How the matching works. Every scored option carries a hidden weight: the low-effort answer adds nothing to a craft variable, the middle answer adds one, the enthusiast answer adds two. Four questions put the total between 0 and 8, and three range rules pick the ending — 0 to 2 recommends the French press, 3 to 5 the pour-over, 6 and up the espresso setup. It is a single-axis matcher, which is exactly why it works: most product lines really do sort along one honest dimension (effort, budget, intensity), and one axis means the recommendation is explainable. The craft score is even piped into the result so the match shows its reasoning.

Why these questions. Notice that none of them ask "which product do you want?" — they ask about mornings, counters, and patience, things buyers know cold. The daily-cups question is deliberately unscored: it is context for you (a steady-stream drinker who matches to espresso is a different customer than a one-cup one), proof that not every question needs to move the needle to earn a place.

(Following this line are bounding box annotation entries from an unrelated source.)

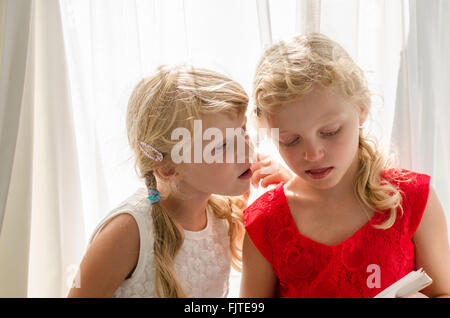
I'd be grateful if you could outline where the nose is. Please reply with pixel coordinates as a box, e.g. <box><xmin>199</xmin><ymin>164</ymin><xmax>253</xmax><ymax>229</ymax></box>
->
<box><xmin>303</xmin><ymin>142</ymin><xmax>324</xmax><ymax>161</ymax></box>
<box><xmin>235</xmin><ymin>129</ymin><xmax>254</xmax><ymax>163</ymax></box>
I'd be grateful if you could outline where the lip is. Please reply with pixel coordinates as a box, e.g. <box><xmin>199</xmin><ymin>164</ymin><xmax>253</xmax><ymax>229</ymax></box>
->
<box><xmin>305</xmin><ymin>166</ymin><xmax>333</xmax><ymax>172</ymax></box>
<box><xmin>305</xmin><ymin>167</ymin><xmax>334</xmax><ymax>180</ymax></box>
<box><xmin>238</xmin><ymin>168</ymin><xmax>253</xmax><ymax>180</ymax></box>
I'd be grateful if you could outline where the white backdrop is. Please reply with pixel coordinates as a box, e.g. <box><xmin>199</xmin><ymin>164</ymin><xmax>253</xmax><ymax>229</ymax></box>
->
<box><xmin>0</xmin><ymin>0</ymin><xmax>450</xmax><ymax>297</ymax></box>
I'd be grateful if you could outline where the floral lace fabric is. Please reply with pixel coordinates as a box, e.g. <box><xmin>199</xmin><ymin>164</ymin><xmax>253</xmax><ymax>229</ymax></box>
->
<box><xmin>90</xmin><ymin>189</ymin><xmax>231</xmax><ymax>298</ymax></box>
<box><xmin>244</xmin><ymin>169</ymin><xmax>430</xmax><ymax>297</ymax></box>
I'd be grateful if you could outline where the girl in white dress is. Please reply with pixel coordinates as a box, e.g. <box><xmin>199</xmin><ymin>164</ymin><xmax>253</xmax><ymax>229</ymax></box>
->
<box><xmin>68</xmin><ymin>66</ymin><xmax>288</xmax><ymax>297</ymax></box>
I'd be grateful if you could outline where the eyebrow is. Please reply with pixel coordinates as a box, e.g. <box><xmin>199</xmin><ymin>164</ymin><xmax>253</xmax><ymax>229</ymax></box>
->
<box><xmin>279</xmin><ymin>114</ymin><xmax>340</xmax><ymax>134</ymax></box>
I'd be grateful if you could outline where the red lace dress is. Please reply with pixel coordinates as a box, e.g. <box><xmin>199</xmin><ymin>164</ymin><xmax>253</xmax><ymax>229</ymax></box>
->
<box><xmin>244</xmin><ymin>169</ymin><xmax>430</xmax><ymax>297</ymax></box>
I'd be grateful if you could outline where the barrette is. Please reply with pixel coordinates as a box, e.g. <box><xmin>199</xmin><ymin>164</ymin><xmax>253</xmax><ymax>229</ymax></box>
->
<box><xmin>138</xmin><ymin>141</ymin><xmax>163</xmax><ymax>162</ymax></box>
<box><xmin>147</xmin><ymin>189</ymin><xmax>161</xmax><ymax>204</ymax></box>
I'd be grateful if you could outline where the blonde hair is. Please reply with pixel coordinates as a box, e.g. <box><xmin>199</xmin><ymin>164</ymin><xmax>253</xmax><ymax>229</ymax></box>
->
<box><xmin>253</xmin><ymin>33</ymin><xmax>406</xmax><ymax>229</ymax></box>
<box><xmin>127</xmin><ymin>65</ymin><xmax>248</xmax><ymax>297</ymax></box>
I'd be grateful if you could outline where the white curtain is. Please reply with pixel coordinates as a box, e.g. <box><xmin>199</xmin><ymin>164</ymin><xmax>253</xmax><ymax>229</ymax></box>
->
<box><xmin>0</xmin><ymin>0</ymin><xmax>84</xmax><ymax>297</ymax></box>
<box><xmin>0</xmin><ymin>0</ymin><xmax>450</xmax><ymax>297</ymax></box>
<box><xmin>392</xmin><ymin>0</ymin><xmax>450</xmax><ymax>221</ymax></box>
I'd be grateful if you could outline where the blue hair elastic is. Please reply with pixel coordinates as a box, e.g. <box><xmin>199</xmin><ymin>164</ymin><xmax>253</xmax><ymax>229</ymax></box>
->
<box><xmin>147</xmin><ymin>189</ymin><xmax>161</xmax><ymax>205</ymax></box>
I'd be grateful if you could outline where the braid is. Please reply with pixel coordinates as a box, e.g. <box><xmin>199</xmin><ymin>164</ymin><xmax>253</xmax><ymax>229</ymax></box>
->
<box><xmin>144</xmin><ymin>170</ymin><xmax>186</xmax><ymax>298</ymax></box>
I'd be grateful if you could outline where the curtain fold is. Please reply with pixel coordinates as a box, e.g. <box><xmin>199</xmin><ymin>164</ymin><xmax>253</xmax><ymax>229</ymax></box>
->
<box><xmin>392</xmin><ymin>0</ymin><xmax>450</xmax><ymax>224</ymax></box>
<box><xmin>0</xmin><ymin>0</ymin><xmax>33</xmax><ymax>297</ymax></box>
<box><xmin>0</xmin><ymin>0</ymin><xmax>84</xmax><ymax>297</ymax></box>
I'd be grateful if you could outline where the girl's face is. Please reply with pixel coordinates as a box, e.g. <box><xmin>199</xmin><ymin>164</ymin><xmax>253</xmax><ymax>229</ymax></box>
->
<box><xmin>179</xmin><ymin>114</ymin><xmax>251</xmax><ymax>196</ymax></box>
<box><xmin>267</xmin><ymin>88</ymin><xmax>366</xmax><ymax>190</ymax></box>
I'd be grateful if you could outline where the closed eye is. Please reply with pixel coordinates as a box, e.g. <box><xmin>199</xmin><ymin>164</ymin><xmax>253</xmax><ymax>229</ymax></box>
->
<box><xmin>322</xmin><ymin>128</ymin><xmax>341</xmax><ymax>137</ymax></box>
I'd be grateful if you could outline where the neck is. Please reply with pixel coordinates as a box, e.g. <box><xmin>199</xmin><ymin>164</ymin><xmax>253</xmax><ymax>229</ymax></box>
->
<box><xmin>159</xmin><ymin>184</ymin><xmax>210</xmax><ymax>231</ymax></box>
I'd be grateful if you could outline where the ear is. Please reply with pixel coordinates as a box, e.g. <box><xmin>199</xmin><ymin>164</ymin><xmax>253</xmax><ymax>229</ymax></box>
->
<box><xmin>153</xmin><ymin>165</ymin><xmax>180</xmax><ymax>182</ymax></box>
<box><xmin>358</xmin><ymin>105</ymin><xmax>369</xmax><ymax>126</ymax></box>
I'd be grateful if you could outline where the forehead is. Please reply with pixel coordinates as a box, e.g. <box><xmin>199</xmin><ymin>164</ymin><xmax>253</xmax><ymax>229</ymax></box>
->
<box><xmin>267</xmin><ymin>88</ymin><xmax>356</xmax><ymax>129</ymax></box>
<box><xmin>202</xmin><ymin>113</ymin><xmax>247</xmax><ymax>133</ymax></box>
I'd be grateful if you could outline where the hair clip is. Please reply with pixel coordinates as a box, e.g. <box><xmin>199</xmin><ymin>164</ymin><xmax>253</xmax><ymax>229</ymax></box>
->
<box><xmin>147</xmin><ymin>189</ymin><xmax>161</xmax><ymax>205</ymax></box>
<box><xmin>138</xmin><ymin>141</ymin><xmax>163</xmax><ymax>162</ymax></box>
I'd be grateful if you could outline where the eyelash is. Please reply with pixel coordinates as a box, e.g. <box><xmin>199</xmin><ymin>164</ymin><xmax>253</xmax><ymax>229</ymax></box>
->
<box><xmin>283</xmin><ymin>128</ymin><xmax>341</xmax><ymax>147</ymax></box>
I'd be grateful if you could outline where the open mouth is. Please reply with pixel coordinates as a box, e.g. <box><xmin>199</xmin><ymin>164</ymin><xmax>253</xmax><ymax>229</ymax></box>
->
<box><xmin>305</xmin><ymin>167</ymin><xmax>333</xmax><ymax>179</ymax></box>
<box><xmin>239</xmin><ymin>168</ymin><xmax>253</xmax><ymax>179</ymax></box>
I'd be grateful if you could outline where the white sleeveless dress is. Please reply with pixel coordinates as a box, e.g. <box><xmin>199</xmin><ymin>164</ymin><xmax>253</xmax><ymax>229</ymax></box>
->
<box><xmin>89</xmin><ymin>188</ymin><xmax>231</xmax><ymax>298</ymax></box>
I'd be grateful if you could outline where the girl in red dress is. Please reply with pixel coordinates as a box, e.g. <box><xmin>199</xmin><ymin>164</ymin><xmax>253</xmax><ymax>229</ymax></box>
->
<box><xmin>241</xmin><ymin>34</ymin><xmax>450</xmax><ymax>297</ymax></box>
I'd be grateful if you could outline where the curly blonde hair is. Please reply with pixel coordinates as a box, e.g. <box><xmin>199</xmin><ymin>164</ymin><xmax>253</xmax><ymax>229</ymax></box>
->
<box><xmin>127</xmin><ymin>65</ymin><xmax>248</xmax><ymax>297</ymax></box>
<box><xmin>252</xmin><ymin>33</ymin><xmax>406</xmax><ymax>229</ymax></box>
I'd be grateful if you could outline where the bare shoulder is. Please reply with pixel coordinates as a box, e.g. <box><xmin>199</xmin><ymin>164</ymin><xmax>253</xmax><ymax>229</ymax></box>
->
<box><xmin>68</xmin><ymin>213</ymin><xmax>140</xmax><ymax>297</ymax></box>
<box><xmin>413</xmin><ymin>187</ymin><xmax>450</xmax><ymax>297</ymax></box>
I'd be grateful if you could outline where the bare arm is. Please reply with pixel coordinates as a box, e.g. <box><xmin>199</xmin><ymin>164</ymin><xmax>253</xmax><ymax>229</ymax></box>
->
<box><xmin>67</xmin><ymin>214</ymin><xmax>140</xmax><ymax>297</ymax></box>
<box><xmin>240</xmin><ymin>233</ymin><xmax>277</xmax><ymax>298</ymax></box>
<box><xmin>413</xmin><ymin>187</ymin><xmax>450</xmax><ymax>297</ymax></box>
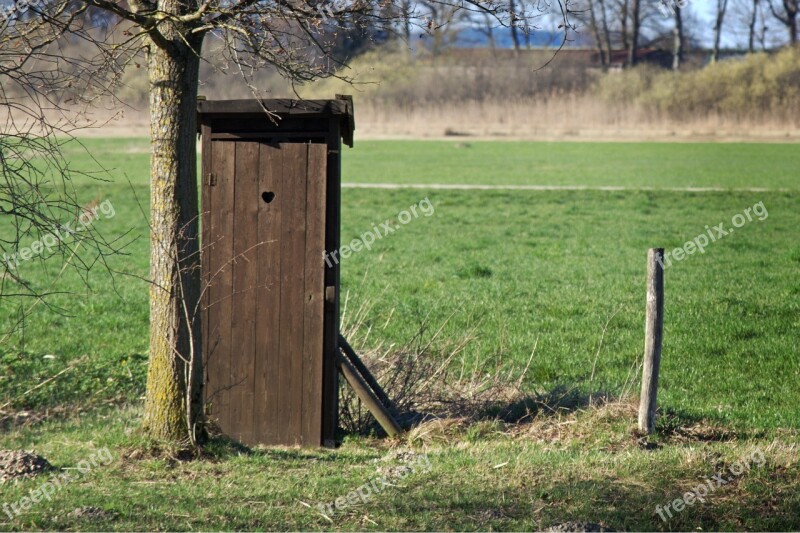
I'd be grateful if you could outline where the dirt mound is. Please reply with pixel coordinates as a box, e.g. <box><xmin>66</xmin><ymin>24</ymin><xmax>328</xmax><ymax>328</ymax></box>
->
<box><xmin>547</xmin><ymin>521</ymin><xmax>615</xmax><ymax>532</ymax></box>
<box><xmin>0</xmin><ymin>450</ymin><xmax>53</xmax><ymax>485</ymax></box>
<box><xmin>69</xmin><ymin>505</ymin><xmax>114</xmax><ymax>520</ymax></box>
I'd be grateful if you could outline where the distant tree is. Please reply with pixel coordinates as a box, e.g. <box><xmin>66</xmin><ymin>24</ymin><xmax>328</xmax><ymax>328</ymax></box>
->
<box><xmin>711</xmin><ymin>0</ymin><xmax>728</xmax><ymax>63</ymax></box>
<box><xmin>766</xmin><ymin>0</ymin><xmax>800</xmax><ymax>46</ymax></box>
<box><xmin>672</xmin><ymin>0</ymin><xmax>684</xmax><ymax>71</ymax></box>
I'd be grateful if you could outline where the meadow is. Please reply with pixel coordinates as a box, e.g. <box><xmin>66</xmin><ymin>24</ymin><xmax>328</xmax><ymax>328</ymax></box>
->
<box><xmin>0</xmin><ymin>139</ymin><xmax>800</xmax><ymax>530</ymax></box>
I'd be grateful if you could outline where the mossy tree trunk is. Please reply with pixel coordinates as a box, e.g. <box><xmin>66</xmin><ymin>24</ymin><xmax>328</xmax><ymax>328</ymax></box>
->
<box><xmin>143</xmin><ymin>13</ymin><xmax>204</xmax><ymax>443</ymax></box>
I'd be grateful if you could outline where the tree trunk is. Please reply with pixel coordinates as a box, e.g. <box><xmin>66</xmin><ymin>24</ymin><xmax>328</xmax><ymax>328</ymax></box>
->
<box><xmin>711</xmin><ymin>0</ymin><xmax>728</xmax><ymax>63</ymax></box>
<box><xmin>597</xmin><ymin>0</ymin><xmax>611</xmax><ymax>65</ymax></box>
<box><xmin>672</xmin><ymin>5</ymin><xmax>683</xmax><ymax>71</ymax></box>
<box><xmin>620</xmin><ymin>0</ymin><xmax>631</xmax><ymax>65</ymax></box>
<box><xmin>747</xmin><ymin>0</ymin><xmax>759</xmax><ymax>54</ymax></box>
<box><xmin>628</xmin><ymin>0</ymin><xmax>641</xmax><ymax>67</ymax></box>
<box><xmin>143</xmin><ymin>31</ymin><xmax>204</xmax><ymax>443</ymax></box>
<box><xmin>508</xmin><ymin>0</ymin><xmax>519</xmax><ymax>53</ymax></box>
<box><xmin>589</xmin><ymin>0</ymin><xmax>608</xmax><ymax>68</ymax></box>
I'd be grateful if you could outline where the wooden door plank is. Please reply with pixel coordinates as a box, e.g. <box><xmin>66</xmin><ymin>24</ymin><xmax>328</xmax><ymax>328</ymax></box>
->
<box><xmin>200</xmin><ymin>124</ymin><xmax>212</xmax><ymax>409</ymax></box>
<box><xmin>302</xmin><ymin>143</ymin><xmax>327</xmax><ymax>446</ymax></box>
<box><xmin>253</xmin><ymin>143</ymin><xmax>286</xmax><ymax>444</ymax></box>
<box><xmin>322</xmin><ymin>120</ymin><xmax>342</xmax><ymax>448</ymax></box>
<box><xmin>231</xmin><ymin>141</ymin><xmax>261</xmax><ymax>444</ymax></box>
<box><xmin>204</xmin><ymin>141</ymin><xmax>236</xmax><ymax>432</ymax></box>
<box><xmin>280</xmin><ymin>143</ymin><xmax>306</xmax><ymax>444</ymax></box>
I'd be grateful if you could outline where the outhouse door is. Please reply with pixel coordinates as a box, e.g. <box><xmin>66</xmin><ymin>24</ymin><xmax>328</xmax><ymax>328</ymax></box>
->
<box><xmin>202</xmin><ymin>138</ymin><xmax>328</xmax><ymax>446</ymax></box>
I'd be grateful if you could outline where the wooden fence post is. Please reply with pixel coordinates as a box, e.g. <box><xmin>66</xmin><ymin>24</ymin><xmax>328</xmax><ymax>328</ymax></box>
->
<box><xmin>639</xmin><ymin>248</ymin><xmax>664</xmax><ymax>435</ymax></box>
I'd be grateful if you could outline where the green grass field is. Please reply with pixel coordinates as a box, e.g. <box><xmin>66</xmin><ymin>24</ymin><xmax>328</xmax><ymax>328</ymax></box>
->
<box><xmin>0</xmin><ymin>139</ymin><xmax>800</xmax><ymax>529</ymax></box>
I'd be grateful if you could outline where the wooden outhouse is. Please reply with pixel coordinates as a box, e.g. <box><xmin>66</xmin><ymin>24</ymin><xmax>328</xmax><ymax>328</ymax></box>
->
<box><xmin>198</xmin><ymin>97</ymin><xmax>354</xmax><ymax>446</ymax></box>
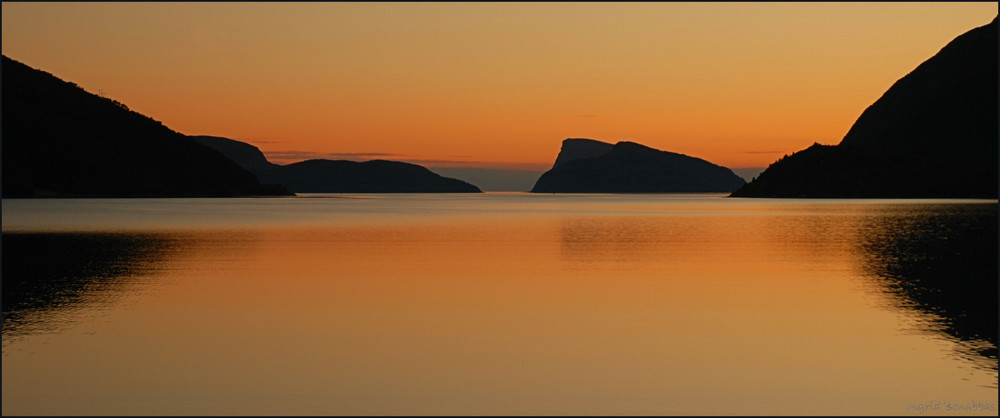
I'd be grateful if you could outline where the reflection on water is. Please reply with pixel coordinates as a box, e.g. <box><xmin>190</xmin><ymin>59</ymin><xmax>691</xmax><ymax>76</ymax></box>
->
<box><xmin>3</xmin><ymin>233</ymin><xmax>175</xmax><ymax>338</ymax></box>
<box><xmin>856</xmin><ymin>205</ymin><xmax>997</xmax><ymax>370</ymax></box>
<box><xmin>2</xmin><ymin>194</ymin><xmax>997</xmax><ymax>415</ymax></box>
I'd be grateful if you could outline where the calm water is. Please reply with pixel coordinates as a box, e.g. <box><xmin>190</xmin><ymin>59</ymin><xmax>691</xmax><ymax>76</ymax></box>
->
<box><xmin>2</xmin><ymin>193</ymin><xmax>998</xmax><ymax>415</ymax></box>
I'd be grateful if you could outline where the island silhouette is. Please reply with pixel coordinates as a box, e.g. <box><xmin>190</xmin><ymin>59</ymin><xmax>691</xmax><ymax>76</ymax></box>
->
<box><xmin>531</xmin><ymin>138</ymin><xmax>746</xmax><ymax>193</ymax></box>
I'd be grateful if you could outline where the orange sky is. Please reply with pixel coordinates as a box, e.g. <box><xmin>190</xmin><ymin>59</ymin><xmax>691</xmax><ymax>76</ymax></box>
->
<box><xmin>2</xmin><ymin>3</ymin><xmax>997</xmax><ymax>170</ymax></box>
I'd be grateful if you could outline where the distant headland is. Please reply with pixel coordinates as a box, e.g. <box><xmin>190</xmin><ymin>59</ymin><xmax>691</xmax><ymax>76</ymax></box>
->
<box><xmin>531</xmin><ymin>138</ymin><xmax>746</xmax><ymax>193</ymax></box>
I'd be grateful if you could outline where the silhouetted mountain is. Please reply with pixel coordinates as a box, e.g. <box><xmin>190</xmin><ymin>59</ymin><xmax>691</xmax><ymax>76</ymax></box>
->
<box><xmin>552</xmin><ymin>138</ymin><xmax>614</xmax><ymax>168</ymax></box>
<box><xmin>280</xmin><ymin>160</ymin><xmax>480</xmax><ymax>193</ymax></box>
<box><xmin>3</xmin><ymin>56</ymin><xmax>291</xmax><ymax>197</ymax></box>
<box><xmin>191</xmin><ymin>136</ymin><xmax>286</xmax><ymax>184</ymax></box>
<box><xmin>531</xmin><ymin>139</ymin><xmax>745</xmax><ymax>193</ymax></box>
<box><xmin>732</xmin><ymin>19</ymin><xmax>998</xmax><ymax>198</ymax></box>
<box><xmin>192</xmin><ymin>136</ymin><xmax>480</xmax><ymax>193</ymax></box>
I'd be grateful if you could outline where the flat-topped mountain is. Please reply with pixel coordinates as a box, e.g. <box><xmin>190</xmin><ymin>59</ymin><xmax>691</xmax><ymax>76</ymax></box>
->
<box><xmin>732</xmin><ymin>19</ymin><xmax>998</xmax><ymax>198</ymax></box>
<box><xmin>193</xmin><ymin>136</ymin><xmax>481</xmax><ymax>193</ymax></box>
<box><xmin>531</xmin><ymin>138</ymin><xmax>746</xmax><ymax>193</ymax></box>
<box><xmin>3</xmin><ymin>56</ymin><xmax>291</xmax><ymax>197</ymax></box>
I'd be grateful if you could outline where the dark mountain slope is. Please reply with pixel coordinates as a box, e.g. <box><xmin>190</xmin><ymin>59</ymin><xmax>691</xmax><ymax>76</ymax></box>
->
<box><xmin>278</xmin><ymin>160</ymin><xmax>480</xmax><ymax>193</ymax></box>
<box><xmin>3</xmin><ymin>56</ymin><xmax>290</xmax><ymax>197</ymax></box>
<box><xmin>531</xmin><ymin>139</ymin><xmax>745</xmax><ymax>193</ymax></box>
<box><xmin>733</xmin><ymin>19</ymin><xmax>998</xmax><ymax>198</ymax></box>
<box><xmin>193</xmin><ymin>136</ymin><xmax>480</xmax><ymax>193</ymax></box>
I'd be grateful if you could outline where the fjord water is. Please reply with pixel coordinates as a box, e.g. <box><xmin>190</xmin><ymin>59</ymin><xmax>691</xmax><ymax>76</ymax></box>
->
<box><xmin>2</xmin><ymin>193</ymin><xmax>998</xmax><ymax>415</ymax></box>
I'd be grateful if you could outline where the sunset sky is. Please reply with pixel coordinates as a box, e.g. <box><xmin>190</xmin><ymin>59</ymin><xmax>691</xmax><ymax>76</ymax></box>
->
<box><xmin>2</xmin><ymin>3</ymin><xmax>997</xmax><ymax>170</ymax></box>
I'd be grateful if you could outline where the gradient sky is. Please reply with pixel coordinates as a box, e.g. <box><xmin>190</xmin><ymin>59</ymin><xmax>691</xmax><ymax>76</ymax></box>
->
<box><xmin>2</xmin><ymin>3</ymin><xmax>997</xmax><ymax>170</ymax></box>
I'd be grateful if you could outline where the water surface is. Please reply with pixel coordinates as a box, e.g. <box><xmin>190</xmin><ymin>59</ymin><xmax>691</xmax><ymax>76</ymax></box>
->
<box><xmin>3</xmin><ymin>193</ymin><xmax>997</xmax><ymax>415</ymax></box>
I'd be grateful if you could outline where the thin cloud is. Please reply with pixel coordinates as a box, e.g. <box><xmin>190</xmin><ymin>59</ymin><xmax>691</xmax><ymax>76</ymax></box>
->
<box><xmin>254</xmin><ymin>150</ymin><xmax>551</xmax><ymax>170</ymax></box>
<box><xmin>261</xmin><ymin>150</ymin><xmax>399</xmax><ymax>164</ymax></box>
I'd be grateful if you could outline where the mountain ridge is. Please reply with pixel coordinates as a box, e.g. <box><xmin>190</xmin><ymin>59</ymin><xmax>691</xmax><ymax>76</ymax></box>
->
<box><xmin>2</xmin><ymin>55</ymin><xmax>291</xmax><ymax>197</ymax></box>
<box><xmin>193</xmin><ymin>135</ymin><xmax>482</xmax><ymax>193</ymax></box>
<box><xmin>731</xmin><ymin>18</ymin><xmax>998</xmax><ymax>198</ymax></box>
<box><xmin>531</xmin><ymin>138</ymin><xmax>745</xmax><ymax>193</ymax></box>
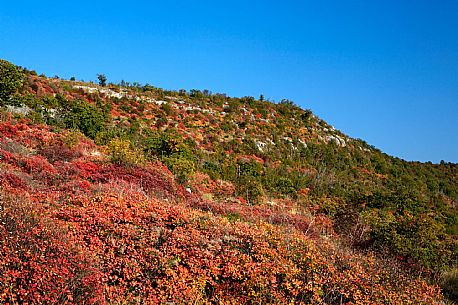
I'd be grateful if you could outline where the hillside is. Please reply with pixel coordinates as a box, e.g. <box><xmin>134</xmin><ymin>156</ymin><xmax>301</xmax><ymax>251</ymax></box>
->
<box><xmin>0</xmin><ymin>61</ymin><xmax>458</xmax><ymax>304</ymax></box>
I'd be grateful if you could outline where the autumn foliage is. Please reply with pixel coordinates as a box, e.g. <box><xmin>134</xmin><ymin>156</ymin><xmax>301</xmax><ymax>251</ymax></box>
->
<box><xmin>0</xmin><ymin>64</ymin><xmax>458</xmax><ymax>305</ymax></box>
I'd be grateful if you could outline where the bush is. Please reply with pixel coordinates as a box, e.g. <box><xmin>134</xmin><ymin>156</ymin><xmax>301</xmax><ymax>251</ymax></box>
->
<box><xmin>0</xmin><ymin>59</ymin><xmax>23</xmax><ymax>101</ymax></box>
<box><xmin>108</xmin><ymin>138</ymin><xmax>145</xmax><ymax>165</ymax></box>
<box><xmin>441</xmin><ymin>269</ymin><xmax>458</xmax><ymax>302</ymax></box>
<box><xmin>64</xmin><ymin>101</ymin><xmax>107</xmax><ymax>139</ymax></box>
<box><xmin>163</xmin><ymin>156</ymin><xmax>195</xmax><ymax>183</ymax></box>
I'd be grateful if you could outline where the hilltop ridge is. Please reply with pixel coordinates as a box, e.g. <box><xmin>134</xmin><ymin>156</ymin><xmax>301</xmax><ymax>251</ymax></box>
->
<box><xmin>0</xmin><ymin>61</ymin><xmax>458</xmax><ymax>304</ymax></box>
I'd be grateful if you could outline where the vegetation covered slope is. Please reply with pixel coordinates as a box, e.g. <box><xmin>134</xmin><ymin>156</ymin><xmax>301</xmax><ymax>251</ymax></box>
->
<box><xmin>0</xmin><ymin>61</ymin><xmax>458</xmax><ymax>304</ymax></box>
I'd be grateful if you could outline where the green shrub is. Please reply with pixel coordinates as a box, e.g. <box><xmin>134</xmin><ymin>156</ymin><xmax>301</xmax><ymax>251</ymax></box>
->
<box><xmin>0</xmin><ymin>59</ymin><xmax>24</xmax><ymax>103</ymax></box>
<box><xmin>108</xmin><ymin>138</ymin><xmax>145</xmax><ymax>166</ymax></box>
<box><xmin>440</xmin><ymin>269</ymin><xmax>458</xmax><ymax>302</ymax></box>
<box><xmin>162</xmin><ymin>156</ymin><xmax>195</xmax><ymax>183</ymax></box>
<box><xmin>64</xmin><ymin>101</ymin><xmax>107</xmax><ymax>139</ymax></box>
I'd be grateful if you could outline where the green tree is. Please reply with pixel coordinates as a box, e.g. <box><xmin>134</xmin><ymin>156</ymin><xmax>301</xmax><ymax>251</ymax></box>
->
<box><xmin>0</xmin><ymin>59</ymin><xmax>23</xmax><ymax>101</ymax></box>
<box><xmin>97</xmin><ymin>74</ymin><xmax>107</xmax><ymax>87</ymax></box>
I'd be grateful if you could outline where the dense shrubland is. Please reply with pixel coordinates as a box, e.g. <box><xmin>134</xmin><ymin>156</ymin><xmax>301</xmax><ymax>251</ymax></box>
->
<box><xmin>0</xmin><ymin>61</ymin><xmax>458</xmax><ymax>304</ymax></box>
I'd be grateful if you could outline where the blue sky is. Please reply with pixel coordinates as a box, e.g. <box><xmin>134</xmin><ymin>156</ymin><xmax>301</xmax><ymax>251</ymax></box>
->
<box><xmin>0</xmin><ymin>0</ymin><xmax>458</xmax><ymax>162</ymax></box>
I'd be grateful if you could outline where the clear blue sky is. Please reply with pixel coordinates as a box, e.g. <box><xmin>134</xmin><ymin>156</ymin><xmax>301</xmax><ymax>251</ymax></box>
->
<box><xmin>0</xmin><ymin>0</ymin><xmax>458</xmax><ymax>162</ymax></box>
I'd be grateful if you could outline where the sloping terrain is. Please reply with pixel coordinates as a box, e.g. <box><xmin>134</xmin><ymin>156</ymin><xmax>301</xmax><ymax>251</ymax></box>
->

What we left out. Budget questions — on a quiz this short they read as a sales trap, and the recommendation itself implies the spend. Email gates before the result, too: gate the reveal and completion drops hard. Earn the address on the ending screen instead, where you have just been useful.

Who uses this. Specialty retailers embedding "find your match" on category pages, DTC brands whose product line confuses first-timers, SaaS teams routing visitors to the right plan, and creators recommending gear without writing another 3,000-word comparison post.

Make it yours. Rebuild the axis first: name the one dimension your products genuinely differ on, then rewrite the four questions as everyday situations along it. Re-point the scoring weights in the Logic panel, and rewrite each ending as a real recommendation — product name, one-line why, and a link in the ending copy. Watch the responses view for a week: if one ending dominates, your bands need shifting, and the score column tells you exactly where the line should move. And because every completed match is also a declared preference profile, a webhook can hand each one — signed, delivered in real time — to your store or CRM, where "matched to espresso" is a segment your next campaign will thank you for.

Frequently asked questions

How does the quiz choose which product to recommend?

Scored options add 0, 1, or 2 points to a calculated variable, and three range rules map the total to an ending screen. The whole mapping is editable in the Logic panel — no code involved.

Can I recommend from more than three products?

Yes — add more ending blocks and split the score range into narrower bands, one rule per band. Just make sure the bands cover every possible total so nobody falls through to the default.

Can I see which recommendation each visitor received?

The stored answers and the final score are on every response, so the responses view and CSV export show who matched to what — useful for checking the quiz against actual sales.

Does this work embedded on a product page?

Yes — use the inline embed for a native-feeling section or the popup for a "Find your match" button. The theme settings let it inherit your brand colors.